Credit: iStockphoto/Nick Schlax
Technology has taken a toll on me. I’ve been a discontent for years, though, at least since 5th or 6th grade. It was the late ’80′s and my parents lived on St. Mary’s Lake in Battle Creek, Michigan. Our neighborhood was upper & middle class–St. Mary’s is a private lake–and there were a bunch of boys my age. Even cooler, they all loved playing outside! We played football and baseball in the park atop the hill, and two of us had basketball hoops. We’d play basketball for hours every day, well-after the sun went down! Sometimes our parents would get mad, screaming, “It’s time for bed! If I have to tell you again, you’re grounded!” (Apparently, they stopped believing “I’m coming, mom! Geesh!” after the ninth or tenth time.) But every day was packed with outdoor activities. Whether it was fishing for bass, riding bikes over Mr. Carter’s flowers, sledding down wickedly huge hills, playing badminton & croquet, or making the world’s most (dangerously) awesome underground fort, we did things as a group, and we were almost always outside.

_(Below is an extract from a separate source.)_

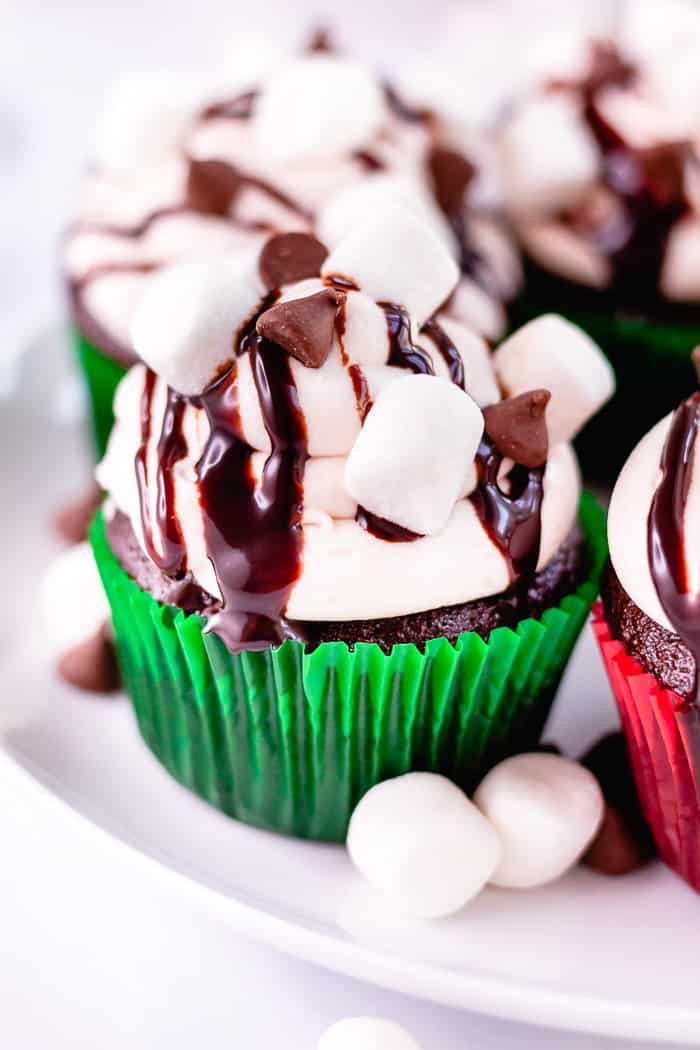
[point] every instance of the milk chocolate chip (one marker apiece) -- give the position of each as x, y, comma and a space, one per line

Nintendo blew that world to fucking smithereens.
Everything changed; the park on the hill died a lonely death under the overgrowth from years of neglect and disrepair; the basketball nets and backboards got ratty from the weather; and while the underground fort remains, it remains only as a sort of symbolic ruin, covered in decades worth of leaves from autumns gone by. These were dramatic changes, and they were painfully visible to anyone with a functioning set of eyeballs.
Life quickly became an indoor activity. Football was traded in for Tecmo Bowl; basketball was swapped for Double-Dribble; and playing Excitebike, well, that replaced poppin’ wheelies off janky ramps made from random parts we found in the garage. With the rarest of nostalgic exceptions, the neighborhood was never the same.
That was a long time ago and ours isn’t the same world–not even close! It’s only become more technological; we live in the day and age of iPhones & iPads, of Twitter, Facebook and Instagram, of YouTube, LinkedIn and Reddit (and that’s just the tip of the technological iceberg!). There’s also 24/7 on-demand television. And don’t forget about that subtle soundtrack most people have playing in the background while taking showers… while in the car… during work… while in stores… and even while sleeping. Ours surely is a civilization that shimmers and shines, where sights and sounds abound.
This is modern life.
Personal preferences notwithstanding, clocks rarely turn back and time stops for no one. Existence happens. And don’t get me wrong, Nintendo isn’t the boogieman! It’s one of a gazillion distractions we deal with face-to-screen every day. But this makes my point all the more poignant.
I’ve often been asked: are you saying we should all cut ourselves off entirely from social technologies? If one wishes to live as the Amish, maybe, but I don’t foresee–much less desire!–Swiss Anabaptism to be trending across the U.S. any time soon. But this says nothing whatsoever of lamentation or dissent. More importantly, and if we’ve learned much at all from history, it seems that there’s nearly always just cause for cautious consideration and that moderation has proven herself time and again to be the trustiest of our trustworthy handmaidens. Hell, it’s a proverbial truth that reformation is always in need of reformation. So why would the lessons learned from these truths not influence the way we approach technological innovations? For fear of considering that wisdom may currently be getting suffocated to death between the two thieves of escapism and technocracy?
Honestly, I don’t have a one-size-fits-all answer here. In fact, I don’t have a set-in-stone answer whatsoever. But reality is outside my brain, and outside my brain is a reality packed with billions of compulsive communicators with brains, an increasing number of whom are experiencing the throngs & throes of a world bursting at the seems with modern technologies. At the very least (and if nothing else), we’ve got the ingredients for giving a whack at thinking this whole technologies thing through. And if our talking requires some long-lost peace & quiet, we could always meet at the playground.